Fils et frère de compositeur, le Polonais Pawel Łukaszewski, né à Czestochowa (°1968), est aussi chef d’orchestre, directeur artistique de festivals et enseignant. Il est diplômé de l’Académie de musique Chopin de Varsovie, il y a étudié le violoncelle et la composition. Considéré comme un successeur de Henryk Górecki ou de John Tavener, son répertoire s’appuie essentiellement sur des thèmes religieux, dans une tradition néoclassique. Le label Dux a inscrit plusieurs albums de Łukaszewski à son catalogue, comme son Beatus Vir, son Veni Creator, son Stabat mater, des noëls et des motets, ou sa Symphonie n° 2, mais aussi une série de petites pièces profanes.

Créée à Riga en 2012, la Symphonie n° 3, en deux mouvements d’une durée globale d’un peu plus de vingt-cinq minutes, utilise des textes inscrits dans la tradition de l’Eglise catholique romaine ou découlant d’écrits apocryphes, comme l’explique la notice de Renata Borowiecka dont nous nous inspirons.
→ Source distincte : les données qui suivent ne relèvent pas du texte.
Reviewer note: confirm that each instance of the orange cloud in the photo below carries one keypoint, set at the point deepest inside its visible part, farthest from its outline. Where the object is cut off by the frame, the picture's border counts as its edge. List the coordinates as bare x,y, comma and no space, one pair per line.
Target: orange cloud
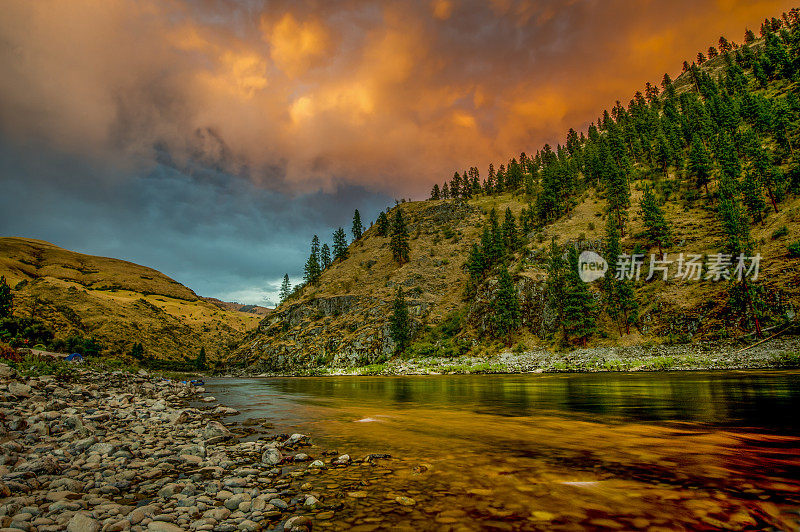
304,96
296,46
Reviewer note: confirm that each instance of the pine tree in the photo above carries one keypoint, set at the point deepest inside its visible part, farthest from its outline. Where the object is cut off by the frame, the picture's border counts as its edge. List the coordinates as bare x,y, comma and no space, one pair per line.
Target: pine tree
137,351
200,361
476,263
312,270
744,293
400,323
510,233
286,288
654,222
358,227
325,257
6,299
619,193
619,296
339,245
505,306
399,242
726,156
554,286
752,196
382,224
578,318
700,164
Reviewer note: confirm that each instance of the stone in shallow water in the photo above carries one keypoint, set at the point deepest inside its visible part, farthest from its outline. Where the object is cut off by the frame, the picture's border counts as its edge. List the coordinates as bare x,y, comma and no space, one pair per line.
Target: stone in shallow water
297,521
82,523
163,526
271,456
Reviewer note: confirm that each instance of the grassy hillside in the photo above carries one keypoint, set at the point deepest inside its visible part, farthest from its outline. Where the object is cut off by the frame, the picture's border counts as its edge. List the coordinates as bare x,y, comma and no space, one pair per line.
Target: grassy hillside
740,107
116,302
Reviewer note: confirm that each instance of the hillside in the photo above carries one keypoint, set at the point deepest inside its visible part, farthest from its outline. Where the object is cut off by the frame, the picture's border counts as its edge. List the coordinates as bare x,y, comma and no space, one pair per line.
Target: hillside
116,302
712,156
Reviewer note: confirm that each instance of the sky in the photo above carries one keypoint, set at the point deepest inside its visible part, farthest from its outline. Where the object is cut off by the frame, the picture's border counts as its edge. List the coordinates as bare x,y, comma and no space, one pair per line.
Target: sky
211,139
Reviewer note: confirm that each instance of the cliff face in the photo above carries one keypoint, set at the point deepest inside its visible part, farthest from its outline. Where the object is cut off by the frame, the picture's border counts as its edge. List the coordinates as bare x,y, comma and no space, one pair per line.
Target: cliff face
117,302
343,321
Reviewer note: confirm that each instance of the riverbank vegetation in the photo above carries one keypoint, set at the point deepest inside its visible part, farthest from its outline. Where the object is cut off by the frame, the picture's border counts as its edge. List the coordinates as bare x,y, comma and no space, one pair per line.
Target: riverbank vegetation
702,165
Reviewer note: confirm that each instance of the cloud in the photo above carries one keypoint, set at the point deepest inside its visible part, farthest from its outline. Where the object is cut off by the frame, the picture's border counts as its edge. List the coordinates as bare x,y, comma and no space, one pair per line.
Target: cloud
235,129
387,97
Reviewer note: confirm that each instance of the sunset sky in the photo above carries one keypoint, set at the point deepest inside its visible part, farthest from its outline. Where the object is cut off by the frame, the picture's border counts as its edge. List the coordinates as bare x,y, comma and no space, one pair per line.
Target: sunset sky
211,139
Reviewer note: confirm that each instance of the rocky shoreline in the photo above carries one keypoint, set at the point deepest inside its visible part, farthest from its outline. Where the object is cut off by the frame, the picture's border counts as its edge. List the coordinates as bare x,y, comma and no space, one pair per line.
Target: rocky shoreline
777,353
114,451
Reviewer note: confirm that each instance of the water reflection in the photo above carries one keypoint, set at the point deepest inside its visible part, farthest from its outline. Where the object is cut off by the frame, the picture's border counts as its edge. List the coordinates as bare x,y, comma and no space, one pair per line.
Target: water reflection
552,452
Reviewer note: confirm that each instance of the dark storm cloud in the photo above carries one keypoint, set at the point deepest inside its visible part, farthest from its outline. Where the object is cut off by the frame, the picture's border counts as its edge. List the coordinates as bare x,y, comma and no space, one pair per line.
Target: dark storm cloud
219,234
211,138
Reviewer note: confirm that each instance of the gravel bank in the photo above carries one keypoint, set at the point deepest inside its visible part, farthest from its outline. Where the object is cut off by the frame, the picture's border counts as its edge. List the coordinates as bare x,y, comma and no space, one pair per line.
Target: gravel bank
778,353
116,452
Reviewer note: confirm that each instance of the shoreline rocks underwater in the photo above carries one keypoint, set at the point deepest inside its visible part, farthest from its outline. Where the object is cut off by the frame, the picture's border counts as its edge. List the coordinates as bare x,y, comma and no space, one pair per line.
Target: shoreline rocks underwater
114,451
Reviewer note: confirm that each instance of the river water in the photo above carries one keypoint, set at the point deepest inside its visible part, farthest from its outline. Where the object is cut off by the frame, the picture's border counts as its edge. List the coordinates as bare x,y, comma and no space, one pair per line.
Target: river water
602,451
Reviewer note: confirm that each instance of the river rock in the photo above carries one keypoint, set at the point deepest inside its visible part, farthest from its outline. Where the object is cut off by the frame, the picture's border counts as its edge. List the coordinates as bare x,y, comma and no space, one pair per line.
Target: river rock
271,456
215,432
82,523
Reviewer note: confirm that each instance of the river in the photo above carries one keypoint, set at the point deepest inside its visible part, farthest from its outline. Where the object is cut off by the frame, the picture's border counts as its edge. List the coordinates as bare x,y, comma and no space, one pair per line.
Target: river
605,451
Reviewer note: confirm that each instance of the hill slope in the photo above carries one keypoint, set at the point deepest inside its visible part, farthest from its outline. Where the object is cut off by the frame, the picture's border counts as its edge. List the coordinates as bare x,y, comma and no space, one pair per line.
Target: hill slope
717,148
117,302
Les anges, leur hiérarchie et leurs fonctions sont décrits sur la base du Livre éthiopien d’Enoch (arrière-grand-père de Noé) et selon les dogmes établis par le quatrième concile du Latran, qui s’est tenu en 1215 à l’initiative du pape Innocent III. La première partie, Visio Enochi, évoque le voyage accompli par le patriarche vers le Paradis, sous la guidance de l’Archange Michel, jusqu’à la vision de l’Eternel. Mystérieuse et intime, la musique se déploie dans une atmosphère hypnotique, voire majestueusement extatique, avec un chœur qui évolue dans un flux mélodique, des timbres relevés par des effets de percussion comme des boules de métal, la harpe ou le célesta, et une volonté contemplative globale. Le second mouvement, Existunt Angeli, accueille la soprano sous la forme d’une prière aux anges, intermédiaires idéaux pour accéder à Dieu. La narration musicale est à la fois paisible et véhémente, enveloppée d’une concentration qui est destinée à découvrir une autre réalité, extrahumaine, qui trouve son apogée dans un Alleluia, avant de retrouver le silence. C’est éthéré et plastiquement beau, avec des chœurs pleins de lumière ; cette Vision aux accents fervents séduira sans doute les amateurs de mysticisme musical. L’interprétation est de qualité, les chœurs et la soprano, Anna Mikolajczyk-Niewiedzial, voix émouvante, sont imprégnés de la part ésotérique qui se dégage de cette partition au caractère spirituel affirmé.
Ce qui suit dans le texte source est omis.